Wednesday, April 24, 2013

When does spinning turn into lying?

Reblogged from Watching A4e

Two versions of the same story appeared in the news feeds this morning, and I had to read them carefully to work out what was going on.

First, there was the Daily Mail's "One million people who are fit to work have been on benefits for three years".  Then, in the Express, "The one million who are FIT TO WORK but live on benefits".  That one, not surprisingly, is the more disgusting.  It goes on: "A MILLION welfare claimants have lived on working-age benefits for three out of the last four years, despite being judged capable of trying to find a job, shocking figures revealed last night."  You might have worked it out by now.  Yes, about a million of the out-of-work are long-term unemployed.  Do we read on to find out how the Work Programme is helping them, or is going to be changed to help them?  Don't bother, there's no mention of it.  This is from a report to be published by Iain Duncan Smith.  He's more interested in family breakdown, and asserts that "local authorities have already turned around the lives of 1,675 troubled families."  This is the outsourcing of the "troubled families" intervention scheme.  Note that there is no indication of what "turned around the lives" actually means.  Someone got a job?  Who knows.  But the Mail has a pretty graph showing "How Britain's benefits bill has risen" with never a mention of the fact that a huge chunk of the benefits bill consists of pensions. 

So these rags intend their readers to infer that a million people out there are too lazy to work, and add to the clamour for a clampdown.  That isn't spin; that's lying.

For a more truthful account, the Guardian looks at a report by the Fawcett Society which shows that since 2010 almost three times as many women as men have become long-term unemployed.  Men have got 60% of the new private sector jobs.  A big factor in this trend is that women are suffering most from the public sector cuts, losing the low wage, often part-time jobs.  Of course, IDS has nothing to say about this.
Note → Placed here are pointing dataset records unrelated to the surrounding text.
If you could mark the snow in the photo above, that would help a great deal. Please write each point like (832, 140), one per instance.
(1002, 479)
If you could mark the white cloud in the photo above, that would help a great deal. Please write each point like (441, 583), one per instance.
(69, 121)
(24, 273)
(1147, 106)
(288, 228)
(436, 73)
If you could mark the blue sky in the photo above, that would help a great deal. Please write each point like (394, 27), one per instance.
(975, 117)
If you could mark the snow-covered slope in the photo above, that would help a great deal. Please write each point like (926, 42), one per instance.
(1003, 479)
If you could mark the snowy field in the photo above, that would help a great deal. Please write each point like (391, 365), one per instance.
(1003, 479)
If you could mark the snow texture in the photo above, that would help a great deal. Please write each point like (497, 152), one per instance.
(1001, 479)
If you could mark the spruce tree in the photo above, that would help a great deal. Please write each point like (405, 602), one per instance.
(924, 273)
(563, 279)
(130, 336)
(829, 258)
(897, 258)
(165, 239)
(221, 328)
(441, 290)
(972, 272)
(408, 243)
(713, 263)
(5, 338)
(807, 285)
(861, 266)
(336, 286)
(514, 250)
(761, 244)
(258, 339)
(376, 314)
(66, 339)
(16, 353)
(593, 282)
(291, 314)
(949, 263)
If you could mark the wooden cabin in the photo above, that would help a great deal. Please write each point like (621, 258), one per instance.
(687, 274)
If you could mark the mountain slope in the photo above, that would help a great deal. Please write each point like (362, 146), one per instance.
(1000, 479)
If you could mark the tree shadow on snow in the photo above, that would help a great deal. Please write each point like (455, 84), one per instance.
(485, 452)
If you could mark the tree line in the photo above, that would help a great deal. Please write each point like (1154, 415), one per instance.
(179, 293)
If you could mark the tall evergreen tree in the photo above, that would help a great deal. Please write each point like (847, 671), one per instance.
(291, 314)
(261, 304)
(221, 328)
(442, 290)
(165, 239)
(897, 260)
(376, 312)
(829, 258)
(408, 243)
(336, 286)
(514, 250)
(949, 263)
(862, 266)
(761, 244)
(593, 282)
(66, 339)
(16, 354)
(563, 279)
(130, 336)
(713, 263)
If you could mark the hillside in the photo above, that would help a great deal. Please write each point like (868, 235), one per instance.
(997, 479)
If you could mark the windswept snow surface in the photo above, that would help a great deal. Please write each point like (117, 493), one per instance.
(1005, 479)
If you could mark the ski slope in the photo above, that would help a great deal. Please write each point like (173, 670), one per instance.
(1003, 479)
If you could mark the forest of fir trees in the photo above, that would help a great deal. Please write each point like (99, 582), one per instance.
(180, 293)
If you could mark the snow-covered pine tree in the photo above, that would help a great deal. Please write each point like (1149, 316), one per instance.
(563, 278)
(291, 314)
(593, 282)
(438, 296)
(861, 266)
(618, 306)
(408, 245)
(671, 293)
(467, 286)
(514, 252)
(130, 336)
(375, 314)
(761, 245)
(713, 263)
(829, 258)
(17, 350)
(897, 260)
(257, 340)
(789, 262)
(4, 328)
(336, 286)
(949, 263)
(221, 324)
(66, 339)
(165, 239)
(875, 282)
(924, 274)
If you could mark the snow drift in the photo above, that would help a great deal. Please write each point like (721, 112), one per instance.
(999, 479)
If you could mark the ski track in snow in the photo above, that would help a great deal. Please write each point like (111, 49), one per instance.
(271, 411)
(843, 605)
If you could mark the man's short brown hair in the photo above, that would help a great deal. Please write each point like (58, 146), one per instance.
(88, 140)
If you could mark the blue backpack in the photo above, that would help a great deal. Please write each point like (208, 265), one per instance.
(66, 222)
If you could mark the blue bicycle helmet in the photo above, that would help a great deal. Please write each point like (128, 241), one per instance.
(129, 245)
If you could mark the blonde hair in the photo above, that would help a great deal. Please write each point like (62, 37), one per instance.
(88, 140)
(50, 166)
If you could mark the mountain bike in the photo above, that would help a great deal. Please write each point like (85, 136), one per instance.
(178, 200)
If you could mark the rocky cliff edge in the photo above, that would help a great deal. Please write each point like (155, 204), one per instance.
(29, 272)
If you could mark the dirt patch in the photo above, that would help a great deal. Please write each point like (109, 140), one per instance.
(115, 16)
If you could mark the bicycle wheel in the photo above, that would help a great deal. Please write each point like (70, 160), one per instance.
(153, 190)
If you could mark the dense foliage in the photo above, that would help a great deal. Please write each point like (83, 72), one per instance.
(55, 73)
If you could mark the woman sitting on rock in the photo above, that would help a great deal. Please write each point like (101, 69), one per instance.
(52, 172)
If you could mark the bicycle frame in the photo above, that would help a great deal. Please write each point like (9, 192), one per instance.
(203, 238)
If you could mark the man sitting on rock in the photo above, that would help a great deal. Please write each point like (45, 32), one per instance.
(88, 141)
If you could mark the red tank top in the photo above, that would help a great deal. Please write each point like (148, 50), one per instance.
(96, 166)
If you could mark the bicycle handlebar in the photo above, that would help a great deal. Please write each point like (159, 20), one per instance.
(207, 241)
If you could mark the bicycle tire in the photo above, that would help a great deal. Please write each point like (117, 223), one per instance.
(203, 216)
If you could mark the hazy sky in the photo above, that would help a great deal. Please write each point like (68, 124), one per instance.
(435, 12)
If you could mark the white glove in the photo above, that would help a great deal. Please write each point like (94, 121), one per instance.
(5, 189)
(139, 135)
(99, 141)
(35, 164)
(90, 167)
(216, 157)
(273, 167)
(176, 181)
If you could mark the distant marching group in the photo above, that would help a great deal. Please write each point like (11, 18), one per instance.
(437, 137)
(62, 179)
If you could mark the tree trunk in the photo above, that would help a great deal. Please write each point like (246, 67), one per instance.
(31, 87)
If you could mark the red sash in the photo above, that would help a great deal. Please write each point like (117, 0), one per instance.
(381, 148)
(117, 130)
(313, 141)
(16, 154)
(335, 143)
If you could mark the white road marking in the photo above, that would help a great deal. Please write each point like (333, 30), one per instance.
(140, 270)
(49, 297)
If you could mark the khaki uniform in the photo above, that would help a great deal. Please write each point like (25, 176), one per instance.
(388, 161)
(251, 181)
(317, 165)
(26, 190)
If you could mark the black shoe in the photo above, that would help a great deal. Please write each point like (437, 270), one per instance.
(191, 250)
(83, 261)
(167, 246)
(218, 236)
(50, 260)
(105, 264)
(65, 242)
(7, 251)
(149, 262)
Another disturbing story appeared in the Observer on Sunday.  The social fund grew out of the long-standing practice of giving emergency grants to people on benefits to pay for necessary items such as beds or cookers (second-hand, of course) which they didn't have the money to buy.  Labour turned these into loans.  Now, local councils are complaining that more and more people are coming to them for emergency loans, because the jobcentres haven't mentioned the availability of the money.  Indeed, it appears that jobcentre workers have been issued with explicit guidance by the DWP that they should not advertise the existence of the loans so as not to "encourage dependency on the benefits system", and simply pass the buck to the councils.  And it seems that the emergencies which cause the need for short-term loans are no longer the one-off large items but such mundane things as food.

We're now told that the publication of performance data for the WP has been put back.  It was due on 28 May but will now be published on 27 June, and will cover the period to March 2013.  The vow of silence on the whole subject of the WP doesn't augur well for the figures.

On a more general note, I want to recommend a book.  Michael Sandel is an economist, but one who writes in a very lucid way about economics in the real world.  His book What Money Can't Buy - the moral limits of markets (pub. Allen Lane, 2012) is an excellent introduction to thinking about the issue of private profit, ethics and the public arena.